CÚPULA DA DITADURA CUBANA, PRESSIONADA POR DONALD TRUMP E MARCO RÚBIO, PODE SE ASILAR NO BRASIL E NA ESPANHA
Os líderes da ditadura sanguinária de Cuba parecem viver seus últimos dias comandando com mão de ferro os destinos do povo cubano. E, pelo andar da carruagem, seus destinos serão os daqueles malfeitores que, no final, sempre recebem a ajuda de alguém que comunga os mesmos pensamentos totalitários e retrógrados. Tudo está mostrando que eles trilharão o mesmo roteiro dos ditadores quando não encontram mais um jeito de exercer o poder: fugir para outro país carregando tudo o que conseguiram roubar do seu povo. Cuba, talvez, tenha apenas uma exceção: Raul Castro. Com 95 anos, com a saúde bem debilitada, ele disse que “quer morrer lutando” pela revolução. Mesmo que ela tenha sido feita há 60 anos e tenha fracassada profundamente no que diz respeito a ser uma vitória da liberdade e do progresso
para o seu povo. Hoje, todos sabem que ela só foi boa mesmo para os amigos e familiares das lideranças do poder. A família Castro, através do seu filho, Alejandro Castro Espín(direita), chefe da inteligência cubana, e de seu neto, Coronel Raúl Guillermo Rodríguez Castro, ambos da cúpula do poder no país e sancionados pelos Estados Unidos, querem Raul ao lado da família vivendo no Brasil, atendendo a um convite do Presidente Lula, que teria sido enviado secretamente pelo “step” de chanceler, Celso Amorim, uma espécie de eminência parda do governo petista. É ele quem comanda efetivamente as relações internacionais brasileiras. O Ministro Mauro Vireira, embaixador de carreira, embora seja o titular, atua como
sendo da Série B. Os líderes mais velhos da ditadura cubana, mesmo sem expressão pública, estão preferindo ficar em Cuba até o fim. Eles não tem expressão política no país. Já a família do atual presidente, Miguel Diaz-Canel, a mulher dele, Lis Cuesta, e seu filho, Manuel Anido Cuesta, também receberam convite para se asilarem no exterior. Eles devem seguir para a Espanha, que atualmente é liderada pelo governo de esquerdista e desafeto do Presidente Trump, Pedro Sanchez. É na Espanha onde já vive o seu filho, também sancionado pelo governo americano. Mas Diaz-Canel também não terá uma vida fácil por lá, porque a Espanha também abriga muitos imigrantes cubanos que saíram fugidos, perseguidos pela ditadura castrista.
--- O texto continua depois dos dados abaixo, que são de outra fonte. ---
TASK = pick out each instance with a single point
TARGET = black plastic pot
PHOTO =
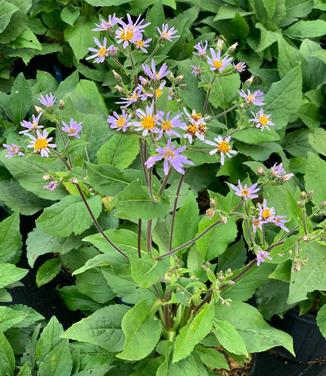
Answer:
(309, 344)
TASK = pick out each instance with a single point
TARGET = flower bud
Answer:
(116, 75)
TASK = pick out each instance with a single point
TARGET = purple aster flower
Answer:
(132, 98)
(130, 32)
(222, 146)
(31, 125)
(278, 171)
(240, 67)
(262, 256)
(41, 143)
(73, 129)
(171, 156)
(169, 124)
(142, 45)
(107, 25)
(266, 214)
(262, 120)
(201, 48)
(217, 62)
(257, 223)
(119, 122)
(51, 186)
(100, 53)
(151, 71)
(13, 150)
(47, 100)
(148, 120)
(279, 221)
(245, 192)
(167, 33)
(196, 70)
(256, 98)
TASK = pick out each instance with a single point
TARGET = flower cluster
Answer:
(123, 34)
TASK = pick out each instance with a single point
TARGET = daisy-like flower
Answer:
(278, 171)
(47, 100)
(148, 120)
(196, 70)
(13, 150)
(201, 48)
(142, 45)
(51, 186)
(41, 143)
(256, 98)
(132, 98)
(217, 62)
(262, 256)
(107, 25)
(172, 157)
(240, 67)
(279, 221)
(245, 192)
(31, 125)
(266, 214)
(168, 125)
(151, 71)
(130, 32)
(100, 53)
(119, 122)
(72, 129)
(222, 146)
(257, 223)
(167, 33)
(262, 120)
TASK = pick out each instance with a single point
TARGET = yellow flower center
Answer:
(192, 129)
(102, 51)
(158, 92)
(148, 122)
(223, 146)
(168, 153)
(40, 143)
(266, 213)
(121, 121)
(245, 192)
(263, 120)
(196, 116)
(127, 34)
(166, 125)
(217, 64)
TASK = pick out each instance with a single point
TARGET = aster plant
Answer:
(176, 285)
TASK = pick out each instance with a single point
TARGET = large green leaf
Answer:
(9, 274)
(284, 97)
(10, 238)
(134, 203)
(315, 178)
(216, 241)
(7, 357)
(257, 334)
(119, 151)
(109, 180)
(142, 332)
(195, 330)
(311, 276)
(69, 216)
(102, 328)
(229, 337)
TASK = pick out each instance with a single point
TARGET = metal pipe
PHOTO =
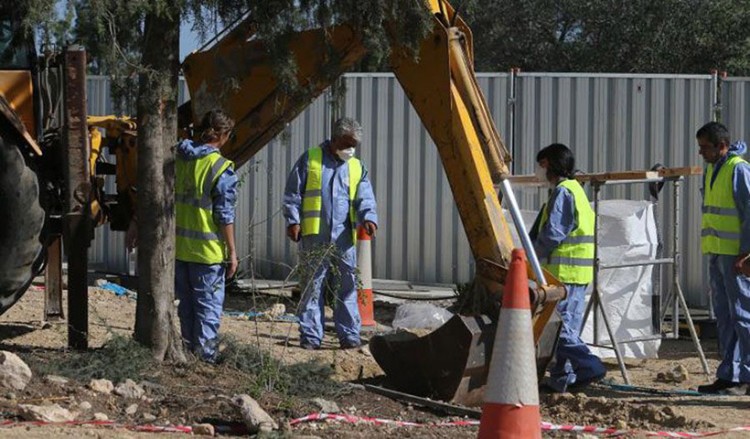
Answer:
(523, 234)
(595, 290)
(676, 265)
(637, 264)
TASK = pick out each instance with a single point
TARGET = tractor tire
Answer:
(21, 223)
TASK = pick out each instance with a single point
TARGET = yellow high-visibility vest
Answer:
(573, 260)
(720, 222)
(312, 199)
(198, 236)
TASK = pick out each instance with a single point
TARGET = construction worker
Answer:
(725, 238)
(205, 198)
(328, 193)
(563, 238)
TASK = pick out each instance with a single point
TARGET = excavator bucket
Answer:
(236, 74)
(451, 363)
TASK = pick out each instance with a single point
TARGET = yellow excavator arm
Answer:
(236, 75)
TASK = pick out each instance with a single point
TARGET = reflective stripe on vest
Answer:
(573, 260)
(312, 199)
(720, 222)
(197, 235)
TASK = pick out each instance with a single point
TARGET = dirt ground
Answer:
(198, 392)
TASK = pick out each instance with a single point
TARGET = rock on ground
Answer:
(256, 419)
(326, 406)
(102, 386)
(204, 429)
(14, 373)
(129, 389)
(54, 379)
(45, 413)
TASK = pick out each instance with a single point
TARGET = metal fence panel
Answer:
(621, 122)
(613, 122)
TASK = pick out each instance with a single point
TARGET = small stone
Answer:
(680, 374)
(326, 406)
(204, 429)
(14, 373)
(54, 379)
(256, 419)
(45, 413)
(275, 311)
(130, 390)
(102, 386)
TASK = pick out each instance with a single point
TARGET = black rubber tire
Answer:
(21, 222)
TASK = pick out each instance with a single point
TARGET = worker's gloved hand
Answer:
(370, 228)
(231, 267)
(742, 264)
(293, 232)
(131, 236)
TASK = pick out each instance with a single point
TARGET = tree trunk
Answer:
(156, 323)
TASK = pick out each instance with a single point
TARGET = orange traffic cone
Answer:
(364, 264)
(511, 397)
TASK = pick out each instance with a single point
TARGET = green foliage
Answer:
(119, 359)
(268, 374)
(668, 36)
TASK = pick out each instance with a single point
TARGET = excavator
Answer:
(236, 74)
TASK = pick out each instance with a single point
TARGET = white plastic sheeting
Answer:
(628, 233)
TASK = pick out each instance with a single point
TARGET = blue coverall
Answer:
(731, 291)
(335, 227)
(574, 362)
(200, 287)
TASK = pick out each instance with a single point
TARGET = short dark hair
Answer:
(562, 162)
(214, 124)
(714, 132)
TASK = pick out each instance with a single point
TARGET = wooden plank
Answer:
(681, 172)
(531, 180)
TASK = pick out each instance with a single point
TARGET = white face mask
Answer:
(345, 154)
(541, 173)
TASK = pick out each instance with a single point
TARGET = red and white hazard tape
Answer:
(377, 421)
(546, 426)
(112, 424)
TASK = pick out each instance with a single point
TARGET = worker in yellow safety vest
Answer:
(328, 194)
(205, 198)
(725, 238)
(563, 237)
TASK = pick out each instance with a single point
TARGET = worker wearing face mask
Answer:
(328, 193)
(563, 237)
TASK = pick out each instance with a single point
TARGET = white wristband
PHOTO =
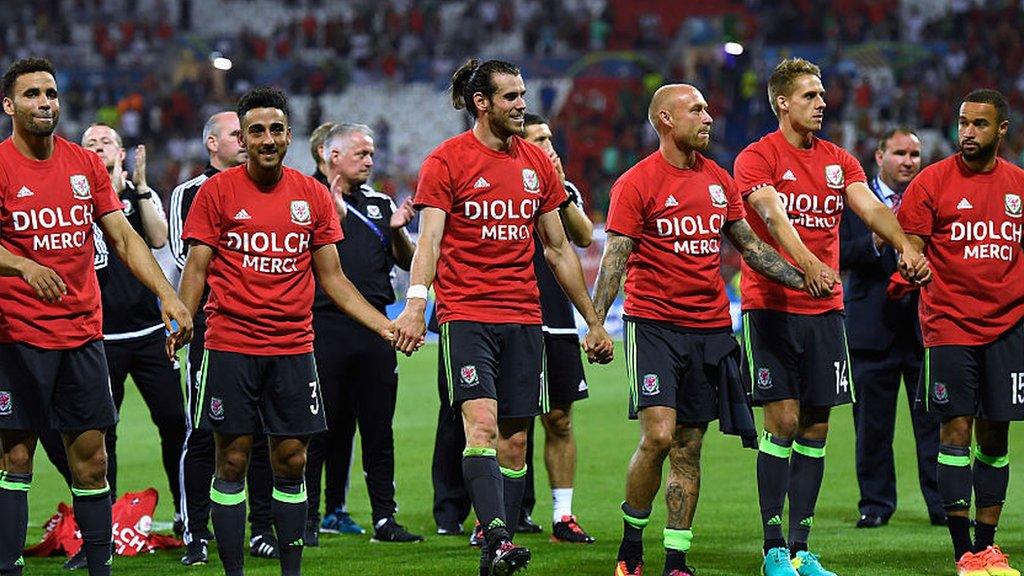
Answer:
(417, 291)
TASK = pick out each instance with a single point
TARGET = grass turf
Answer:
(727, 533)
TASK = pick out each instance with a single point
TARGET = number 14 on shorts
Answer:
(842, 381)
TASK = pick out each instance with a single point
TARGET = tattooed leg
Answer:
(684, 476)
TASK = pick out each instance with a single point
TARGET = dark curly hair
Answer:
(262, 96)
(474, 77)
(23, 67)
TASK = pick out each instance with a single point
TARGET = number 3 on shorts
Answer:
(314, 405)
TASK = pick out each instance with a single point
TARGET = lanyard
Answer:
(373, 227)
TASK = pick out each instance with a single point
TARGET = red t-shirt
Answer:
(812, 184)
(972, 225)
(260, 279)
(47, 208)
(676, 218)
(493, 199)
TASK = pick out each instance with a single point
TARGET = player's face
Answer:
(227, 140)
(507, 107)
(354, 161)
(33, 104)
(103, 140)
(541, 135)
(806, 106)
(980, 131)
(266, 136)
(691, 121)
(900, 161)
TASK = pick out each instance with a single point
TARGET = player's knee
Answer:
(231, 465)
(783, 426)
(558, 424)
(481, 435)
(89, 471)
(656, 441)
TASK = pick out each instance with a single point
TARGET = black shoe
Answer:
(450, 530)
(263, 545)
(79, 561)
(311, 538)
(527, 526)
(196, 552)
(508, 559)
(476, 538)
(390, 531)
(871, 521)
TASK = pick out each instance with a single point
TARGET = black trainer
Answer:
(79, 561)
(263, 545)
(196, 552)
(388, 530)
(508, 559)
(476, 538)
(527, 526)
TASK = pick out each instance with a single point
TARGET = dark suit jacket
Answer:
(872, 320)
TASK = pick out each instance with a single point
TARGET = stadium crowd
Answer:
(489, 195)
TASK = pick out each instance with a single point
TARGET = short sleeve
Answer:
(327, 227)
(916, 212)
(852, 169)
(204, 220)
(434, 187)
(626, 210)
(753, 171)
(103, 198)
(554, 193)
(734, 209)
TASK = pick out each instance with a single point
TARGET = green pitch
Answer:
(727, 534)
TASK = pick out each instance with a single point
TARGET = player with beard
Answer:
(797, 357)
(221, 137)
(358, 374)
(564, 375)
(257, 234)
(966, 212)
(666, 220)
(482, 194)
(53, 371)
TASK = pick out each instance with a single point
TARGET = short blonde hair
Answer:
(316, 139)
(784, 77)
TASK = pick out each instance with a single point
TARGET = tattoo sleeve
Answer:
(616, 250)
(761, 256)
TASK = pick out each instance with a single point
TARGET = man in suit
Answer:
(885, 343)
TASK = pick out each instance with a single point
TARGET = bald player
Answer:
(665, 224)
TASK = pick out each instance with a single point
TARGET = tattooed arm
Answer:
(761, 256)
(609, 278)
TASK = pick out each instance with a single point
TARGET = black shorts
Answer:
(677, 368)
(986, 380)
(797, 357)
(66, 389)
(504, 362)
(244, 395)
(563, 371)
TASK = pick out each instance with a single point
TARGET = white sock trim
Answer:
(562, 502)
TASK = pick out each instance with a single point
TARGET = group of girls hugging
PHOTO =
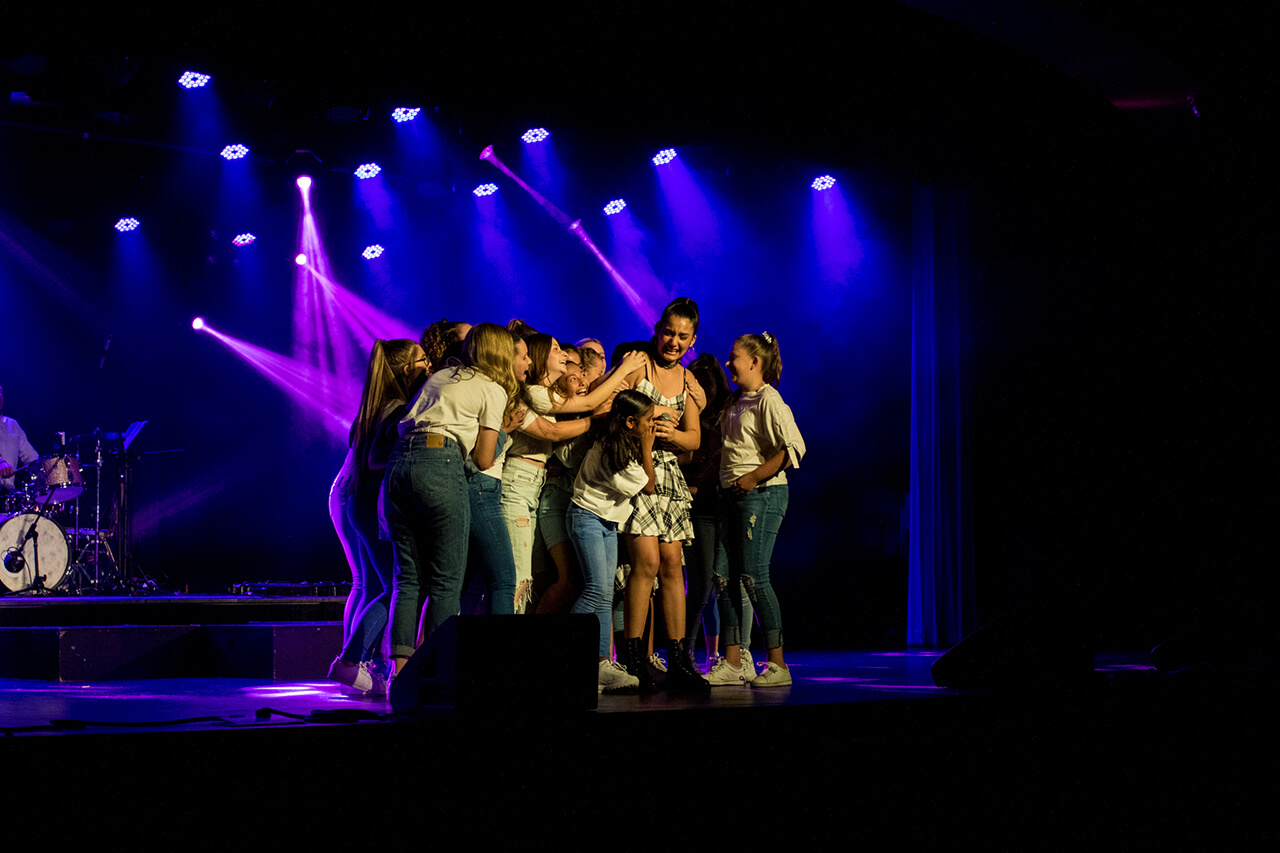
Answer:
(493, 470)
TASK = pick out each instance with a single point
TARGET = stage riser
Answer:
(287, 652)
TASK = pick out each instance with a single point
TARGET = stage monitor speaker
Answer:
(1032, 644)
(504, 664)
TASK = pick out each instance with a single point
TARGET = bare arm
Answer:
(557, 430)
(771, 466)
(487, 446)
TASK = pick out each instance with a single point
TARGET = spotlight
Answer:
(193, 80)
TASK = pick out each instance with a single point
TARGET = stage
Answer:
(862, 748)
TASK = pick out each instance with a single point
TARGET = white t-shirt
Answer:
(607, 493)
(755, 427)
(539, 400)
(456, 402)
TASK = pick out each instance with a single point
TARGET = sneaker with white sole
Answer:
(772, 675)
(613, 678)
(352, 675)
(725, 674)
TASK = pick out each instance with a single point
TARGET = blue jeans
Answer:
(371, 579)
(428, 516)
(489, 552)
(597, 544)
(749, 527)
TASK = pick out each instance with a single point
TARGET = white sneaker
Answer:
(613, 678)
(725, 674)
(352, 675)
(772, 675)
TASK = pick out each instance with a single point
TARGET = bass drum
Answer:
(18, 568)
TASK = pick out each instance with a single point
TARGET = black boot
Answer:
(681, 673)
(638, 664)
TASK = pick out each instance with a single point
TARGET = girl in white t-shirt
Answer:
(760, 439)
(617, 468)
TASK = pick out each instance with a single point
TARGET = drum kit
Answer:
(40, 556)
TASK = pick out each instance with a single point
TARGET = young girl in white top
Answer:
(617, 468)
(759, 442)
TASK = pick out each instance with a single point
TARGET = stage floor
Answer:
(31, 707)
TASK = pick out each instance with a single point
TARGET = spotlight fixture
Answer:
(193, 80)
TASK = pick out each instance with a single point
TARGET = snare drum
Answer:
(18, 568)
(58, 474)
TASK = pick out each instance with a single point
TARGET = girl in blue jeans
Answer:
(617, 468)
(760, 439)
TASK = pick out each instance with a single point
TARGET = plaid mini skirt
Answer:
(664, 514)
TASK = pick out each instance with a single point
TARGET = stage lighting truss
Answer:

O Petronotícias procurou o Ministério das Relações Exteriores e a própria Secretaria da Presidência da República, para
confirmar a informação de que o presidente Lula tenta trazer para o Brasil abrigar a família do ditador sanguinário, Raul Castro, que mantem o poder na ilha há 60 anos, sem ter feito uma eleição sequer. Não recebemos uma posição do do governo brasileiro. Nem confirmando e nem negando. Na verdade, é o mesmo procedimento que foi feito com Nadine Heredia Alarcón, a ex-primeira dama do Peru. Para lembrar, no dia 16 de abril de 2025, ela chegava ao Brasil, trazida quase que clandestinamente, por um jato da Força Aérea Brasileira, proveniente de Lima, no Peru. Veio fugida da justiça com o apoio das forças armadas brasileiras. Nadine trouxe o seu filho, um menor de idade, mas deixou por lá o marido e ex-presidente peruano Ollanta Humala, preso por corrupção. Nadine foi condenada por corrupção pela justiça do seu país pelo recebimento de propinas da Odebrecht no processo da Lava Jato peruana. Uma ordem de Lula trouxe a criminosa para o Brasil, recebeu asilo político, mas ninguém sabe como vive, onde está ou quem é o responsável por suas despesas.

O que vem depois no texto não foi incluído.